CARING FOR ANIMALS IN LOS ANGELES
Larry Mantle talks with Ed Boks, the newly appointed General Manager of the Los Angeles Animal Services, an beleaguered agency that has been in turmoil regarding the best way to care for thousands of abandoned pets in the City of LA.
POMONA COLLEGE PROFESSOR QUESTIONED ABOUT TIES TO VENEZUELA
Larry talks with Professor of Latin American History and Chicano Studies at Pomona College, Miguel Tinker-Salas, and the President of Pomona College, David Oxtoby about the questioning of Tinker-Salas and students, by L.A. County sheriff's deputies working for a federal task force. The Professor was questioned about the Venezuelan community in Los Angeles and about his teachings in the classroom.

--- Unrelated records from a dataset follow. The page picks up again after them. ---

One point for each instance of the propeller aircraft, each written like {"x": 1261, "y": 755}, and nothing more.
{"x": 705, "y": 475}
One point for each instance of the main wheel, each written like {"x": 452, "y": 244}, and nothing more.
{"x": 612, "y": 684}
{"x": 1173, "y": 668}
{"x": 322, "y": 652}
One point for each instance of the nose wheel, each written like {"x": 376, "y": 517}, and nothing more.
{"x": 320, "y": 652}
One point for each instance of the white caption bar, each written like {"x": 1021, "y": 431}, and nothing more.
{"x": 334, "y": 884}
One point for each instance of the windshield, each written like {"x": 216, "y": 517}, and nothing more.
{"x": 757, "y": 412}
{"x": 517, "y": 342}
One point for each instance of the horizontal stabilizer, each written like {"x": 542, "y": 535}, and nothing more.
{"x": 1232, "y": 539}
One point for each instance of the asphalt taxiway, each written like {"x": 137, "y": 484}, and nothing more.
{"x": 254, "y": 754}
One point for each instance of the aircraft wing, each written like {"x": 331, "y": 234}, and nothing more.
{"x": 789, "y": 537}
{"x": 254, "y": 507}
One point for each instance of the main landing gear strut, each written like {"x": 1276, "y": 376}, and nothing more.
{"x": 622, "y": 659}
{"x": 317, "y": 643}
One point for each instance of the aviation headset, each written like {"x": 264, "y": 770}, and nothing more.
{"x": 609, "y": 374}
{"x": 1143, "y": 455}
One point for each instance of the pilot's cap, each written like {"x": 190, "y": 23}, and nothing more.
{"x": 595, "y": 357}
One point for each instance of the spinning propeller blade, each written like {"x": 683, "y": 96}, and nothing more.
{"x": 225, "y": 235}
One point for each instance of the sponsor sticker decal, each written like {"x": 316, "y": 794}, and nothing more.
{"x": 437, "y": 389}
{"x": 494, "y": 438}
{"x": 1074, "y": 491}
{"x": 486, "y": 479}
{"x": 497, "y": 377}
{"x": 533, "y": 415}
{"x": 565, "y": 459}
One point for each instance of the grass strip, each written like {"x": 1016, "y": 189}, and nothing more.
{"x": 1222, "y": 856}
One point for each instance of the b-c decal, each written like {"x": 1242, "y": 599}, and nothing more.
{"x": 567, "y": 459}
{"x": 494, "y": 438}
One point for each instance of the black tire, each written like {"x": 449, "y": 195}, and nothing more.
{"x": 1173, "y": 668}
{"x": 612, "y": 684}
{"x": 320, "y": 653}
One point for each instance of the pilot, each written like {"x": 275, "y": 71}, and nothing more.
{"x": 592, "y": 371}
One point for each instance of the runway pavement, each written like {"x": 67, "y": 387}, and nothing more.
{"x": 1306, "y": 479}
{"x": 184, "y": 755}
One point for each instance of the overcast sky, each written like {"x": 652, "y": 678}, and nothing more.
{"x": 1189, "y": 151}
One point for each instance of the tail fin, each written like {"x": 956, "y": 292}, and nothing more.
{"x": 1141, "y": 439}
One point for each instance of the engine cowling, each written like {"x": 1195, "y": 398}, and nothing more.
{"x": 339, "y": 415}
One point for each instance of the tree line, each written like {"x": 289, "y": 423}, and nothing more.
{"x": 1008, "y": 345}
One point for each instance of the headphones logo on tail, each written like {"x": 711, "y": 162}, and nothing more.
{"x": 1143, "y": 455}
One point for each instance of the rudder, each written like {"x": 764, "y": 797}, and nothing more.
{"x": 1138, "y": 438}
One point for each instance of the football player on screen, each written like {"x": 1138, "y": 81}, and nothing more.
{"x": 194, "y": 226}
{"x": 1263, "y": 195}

FEDERAL JUDGE ORDERS GOOGLE TO GIVE UP DATA
A federal judge said today he intends to require Google Inc. to turn over some information to the Department of Justice in its quest to revive a law making it harder for children to see online pornography. U.S. District Judge James Ware did not immediately say whether the data will include words that users entered into the Internet's leading search engine. The legal showdown over how much of the Web's vast databases should be shared with the government has pitted the Bush administration against the Mountain View-based company, which resisted a subpoena to turn over any information because of user privacy and trade secret concerns. Larry talks with Eugene Volokh, the Gary T. Schwartz Professor of Law at the UCLA School of Law. He is an expert in internet law, and Pam Dixon, Executive Director of the World Privacy Forum, a non-profit public interest research center focusing on areas of technology and privacy.